UPDATE: Wednesday June 17, 4:55pm ET to add comments from GreenLight investor S2G.
Switching sharply to developing a vaccine for Covid-19 appears to have proved a boon for GreenLight Biosciences, a company that previously focused on developing biological pesticides. The Massachusetts-based biotech firm has just raised an oversubscribed $102 million Series B round of funding, AFN can confirm, and much of this will go toward countering the ongoing global pandemic with a vaccine.
[Disclosure: GreenLight Biosciences is a portfolio company of AgFunder, which participated in its Series B round and is also the parent company of AFN.]
This seems like a dramatic pivot. But in truth, it is not such a distant leap from targeting crop-gobbling insects like the Colorado Potato Beetle. Both require the cheap, fast, and reliable creation of specific strands of RNA, a natural molecule that controls biological processes in all living things. Doing so has always been the opposite: costly, slow, complex — even unreliable.
Other manufacturers in biotech turning their hands to RNA-based vaccine production have been used to competing against other vaccinators. But GreenLight has spent years in another kind of war of price and scale — the highly commoditised world of chemical pesticides. While questions are mounting over their ecological and health risks, agri-chemicals still prove extremely cheap and effective, at least with a short-term mindset.
GreenLight’s attempts to compete here have led to its development of RNA strands that are cheap and quick to manufacture, the company says, and lethal to pests. For example, the cost of RNA for the development of agricultural biocontrols has been as high as $100-$10,000 per gram. GreenLight says its patented, cell-free bioprocessing platform can produce targeted RNA products at a significantly lower cost.
And hence — $102 million for GreenLight in a round led by Morningside Ventures, with participation from S2G Ventures, AgFunder, Cormorant Asset Management, Continental Grain Company, Fall Line Capital, Tao Capital Partners, Baird Capital, MLS Capital Fund II, Lewis and Clark AgriFood, Lupa Systems.
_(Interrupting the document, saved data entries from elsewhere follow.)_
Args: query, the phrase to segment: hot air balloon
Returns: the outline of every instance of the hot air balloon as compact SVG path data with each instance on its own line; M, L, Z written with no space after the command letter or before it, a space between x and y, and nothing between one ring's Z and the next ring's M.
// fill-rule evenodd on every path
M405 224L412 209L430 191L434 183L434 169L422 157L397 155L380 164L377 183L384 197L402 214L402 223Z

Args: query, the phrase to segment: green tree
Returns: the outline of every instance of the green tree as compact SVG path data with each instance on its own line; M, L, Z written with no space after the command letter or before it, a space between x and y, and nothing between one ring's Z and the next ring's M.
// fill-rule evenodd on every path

The investment follows a $17 million special purpose round in May 2020 to accelerate large-scale manufacturing of future Covid-19 vaccines using the company’s proprietary messenger RNA (mRNA) production technology. This latest funding package will stretch this foray into other areas of human health, as well as support the launch of the company’s first biopesticide in 2022. The funds, the investors say, will bankroll the development of other crop protection products too.
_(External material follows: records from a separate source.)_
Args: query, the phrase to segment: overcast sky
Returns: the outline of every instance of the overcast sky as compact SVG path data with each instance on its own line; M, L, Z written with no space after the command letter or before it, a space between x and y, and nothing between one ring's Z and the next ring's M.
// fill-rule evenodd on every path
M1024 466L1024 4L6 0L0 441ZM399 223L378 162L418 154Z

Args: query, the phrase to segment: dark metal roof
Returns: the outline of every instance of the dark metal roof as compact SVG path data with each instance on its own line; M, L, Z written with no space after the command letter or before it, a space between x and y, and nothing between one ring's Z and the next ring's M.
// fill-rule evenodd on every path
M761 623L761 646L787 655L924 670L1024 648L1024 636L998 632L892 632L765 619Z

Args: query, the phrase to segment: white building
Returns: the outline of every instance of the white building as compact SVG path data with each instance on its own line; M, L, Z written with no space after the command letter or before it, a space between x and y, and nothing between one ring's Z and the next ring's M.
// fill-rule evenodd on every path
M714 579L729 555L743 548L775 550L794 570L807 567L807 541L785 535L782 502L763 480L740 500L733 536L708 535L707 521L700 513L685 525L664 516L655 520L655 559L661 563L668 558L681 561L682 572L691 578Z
“GreenLight Biosciences’ manufacturing technology can address critical pain points for RNA supply in both agriculture and human health,” said Jason Dinges of Morningside Ventures, in a statement. “RNA-based products represent an opportunity for innovation in both human therapeutics as well as safe, environmentally-friendly crop protection.”
A New Dual
GreenLight’s co-founder and CEO Andrey Zarur now describes this as “our dual mission to make food production more robust and environmentally respectful; and our health solutions applicable to every member of the human race. We remain steadfast in our commitment to provide bio-based solutions for plant health, human health, and animal health, and to make those solutions affordable and accessible.”
Which of side of this dual mission will ultimately take strategic precedence? That will doubtless be a major debate among management and in the boardroom in the months to come. After all, straddling the world of agriculture and human health can mean distinct regulatory hurdles and differing approaches to lowering cost and achieving scale. Discussing this in a phone call with AFN on Wednesday, S2G Ventures managing director Matthew Walker said a key unifying point here would be a continued dedication to its core focus on RNA production capability.
“We really want to be supportive of that effort,” he said. When S2G first did due diligence on the company, Walker said, impressive field trials showed a route to cheaper yet still precise RNA production and its impacts on crop protection. “Frankly, the proof was in the pudding,” he said — but that never closed off other possible opportunities as they came to light. In fact, with the scramble for vaccines in light of the current pandemic, GreenLight expanding its platform’s applications beyond agriculture, Walker said, is “complementary.”
There are good reasons to suspect this will not presage an exodus from agriculture for GreenLight, however. Instead, Walker still sees the company as “well-positioned” to capitalise on what he calls “a sea change” in the way consumers and regulators see agri-chemicals. Namely, awareness is rising about chemical collateral damage to surrounding microbes and wildlife. That means, “you have to think of a broader set of constituencies here; you have to think about soil health, the health of beneficial insects, the environment downstream, and ultimately the health impact on the end consumer.”
Despite coronavirus, he sees the company as well on course for its 2022 biopesticide launch, and expects other biopesticide products that avoid the collateral damage of its rival agrichemical products to follow suit.